Post by KenW
On Sun, 06 Aug 2017 20:22:49 -0400, Seymore4Head
Post by Seymore4Head Post by KenW
On Sun, 06 Aug 2017 19:28:43 -0400, Seymore4Head
Post by Seymore4Head
I have a 128G SSD drive. It was installed before I was aware of the
bios setting AHCI. When I try to enable AHCI I get an error. Now I
have bought another 256G SSD drive.
I guess to enable AHCI I will have to reformat and I am OK with that.
When I run Win7 setup what can I expect to see?
Do I have to reformat the drive? I understand that I wont' keep my
old data, but I want to be sure there are no relic folders and I have
a clean new system.
Been a long time since Win 7, I believe there was a way to change it.
Search for Windows 7 change to ahci may work
Thanks. I really don't like changing registry entries, but since that
is easier than having to re install. I will give it a go.
One other thing I was reading is that you need drivers for SSD. I
don't think I ever installed a driver and if I did, I am not sure I
still have the driver disk. Is it true that I should be using
An ssd is just another drive as far as Windows 7 is concerned. I never
heard that other drivers are needed. In fact, a few years ago I cloned
a hdd to an ssd with Win 7. This laptop with an ssd uses the same
drivers from 2006.
You may want to watch this thread in case someone thinks I have it
I believe a clean install will take care of all the weird things an
You might need a driver for NVMe. That could be an M.2 drive
(PCI Express x4 on horizontal screw-mount installation). Or such
drives can be purchased as a PCI Express plugin card (same shape
as a video card housing).
For the others, the OS has AHCI and IDE drivers. And a
"driver re-arm" using the registry can be done, so that
the OS "re-discovers" where the hard drive is at boot time.

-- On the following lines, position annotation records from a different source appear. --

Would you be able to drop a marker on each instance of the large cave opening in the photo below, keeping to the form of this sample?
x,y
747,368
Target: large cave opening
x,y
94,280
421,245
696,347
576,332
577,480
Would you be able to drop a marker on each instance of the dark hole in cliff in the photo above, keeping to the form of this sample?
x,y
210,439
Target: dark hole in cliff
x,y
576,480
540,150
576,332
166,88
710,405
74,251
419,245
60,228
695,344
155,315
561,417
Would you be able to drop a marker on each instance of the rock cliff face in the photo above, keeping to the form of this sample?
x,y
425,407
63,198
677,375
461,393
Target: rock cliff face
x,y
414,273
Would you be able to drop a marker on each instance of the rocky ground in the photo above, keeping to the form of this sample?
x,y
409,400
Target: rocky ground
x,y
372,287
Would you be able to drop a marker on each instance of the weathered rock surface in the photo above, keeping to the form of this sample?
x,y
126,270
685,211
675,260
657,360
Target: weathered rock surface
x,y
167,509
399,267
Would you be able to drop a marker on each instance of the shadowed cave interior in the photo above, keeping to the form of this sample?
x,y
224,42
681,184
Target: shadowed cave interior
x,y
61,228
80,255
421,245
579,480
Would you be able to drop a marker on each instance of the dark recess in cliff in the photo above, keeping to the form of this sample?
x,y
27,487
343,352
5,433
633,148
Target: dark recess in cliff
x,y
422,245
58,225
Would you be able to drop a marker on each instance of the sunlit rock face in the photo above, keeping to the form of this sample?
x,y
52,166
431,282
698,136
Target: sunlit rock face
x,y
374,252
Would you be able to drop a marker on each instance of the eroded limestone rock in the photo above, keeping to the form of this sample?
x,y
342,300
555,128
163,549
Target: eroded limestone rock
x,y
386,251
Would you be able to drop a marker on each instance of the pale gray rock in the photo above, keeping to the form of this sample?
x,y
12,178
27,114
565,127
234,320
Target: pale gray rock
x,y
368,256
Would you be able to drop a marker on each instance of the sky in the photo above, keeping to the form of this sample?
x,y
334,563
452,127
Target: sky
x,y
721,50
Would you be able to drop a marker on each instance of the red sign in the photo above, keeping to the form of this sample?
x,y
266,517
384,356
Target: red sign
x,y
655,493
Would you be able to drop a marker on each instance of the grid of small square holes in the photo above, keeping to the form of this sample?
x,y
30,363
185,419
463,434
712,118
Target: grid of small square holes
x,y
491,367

You generally want to set the re-arm registry entries on
enough entries, to cover both cases. Maybe re-arm MSAHCI
and MSIDE or something, so that if you screw up on the next
boot and don't alter the storage setting in the BIOS in time,
the system will come right back up. Re-arm varies slightly
from one OS version to another - I look that up when I need it.
Both the AHCI and the IDE driver may have TRIM, so you might
not need to change from one to the other. In an Administrator
Command Prompt you could check. What this one does, is check
that the OS is set to send TRIM commands, not that the driver
level actually has TRIM
fsutil behavior query DisableDeleteNotify
--> DisableDeleteNotify = 0 # TRIM is enabled
--> DisableDeleteNotify = 1 # TRIM is disabled
OS ---- disableDeleteNotify? ---- Driver TRIM passthru? ---> drive_gets_TRIMMED
There are also some programs (like SSD toolkits) that can
functionally check that TRIM is actually working under
test conditions. There are a number of tools (i.e. some
amateur programming projects) for actually verifying
it is working. TRIM helps the drive keep track of which
clusters are re-usable. The drive would work without it,
but there would be less slack space for optimization
and packing when the drive is idle.
The drive should have megabyte alignment for partitions,
as flash blocks are on power_of_two boundaries, whereas
the virtual geometry of MSDOS partitioned drives is at
multiples of 63 (bad for Flash). The Windows 7 installer
DVD makes this choice without your help. I did have a case
where I got a bit too clever, and formatted something in
WinXP before installing Win7, and the drive actually ended
up mis-aligned. And then I had great fun fixing it. I
used Macrium Reflect Free, and it has a dialog for setting
the alignment on a restore. Generally, you have nothing
to worry about, if you just booted the Win7 DVD while
a brand new drive is present and let Win7 make the choices
instead of forcing them like I was.
You can use Macrium to clone from one SSD to another if
you want. A re-install can correct a lot of sins, but
you also have the option of fixing everything the hard
way. During a Macrium Reflect Free clone, you can re-align
to megabyte boundaries if you want.
Some drives don't even have TRIM, and have their own
internal heuristics for keeping track. And some SSD
toolkits have a "re-trim" operation, to do a bulk passing
of info about the file system(s) to the SSD. You can
apparently blast the drive with a ton of TRIM commands,
but it can be a struggle for the drive to keep up.
Regarding the "clean install will take care of all the weird things",
you'd want to set the BIOS SATA port setting to the desired
value (like AHCI if you want), just before booting the Win7
installer DVD, as then when selecting a driver it's going
to have the AHCI one as the final choice. In effect, the
OS installation has all the drivers re-armed, before the
first functional boot. Once a driver choice is made by the
bootup process, the re-arm bits are adjusted so that no time
is wasted on subsequent boots, choosing a driver. If you want
to change modes, then you have to manually fix the Registry
settings to make it possible on the next boot.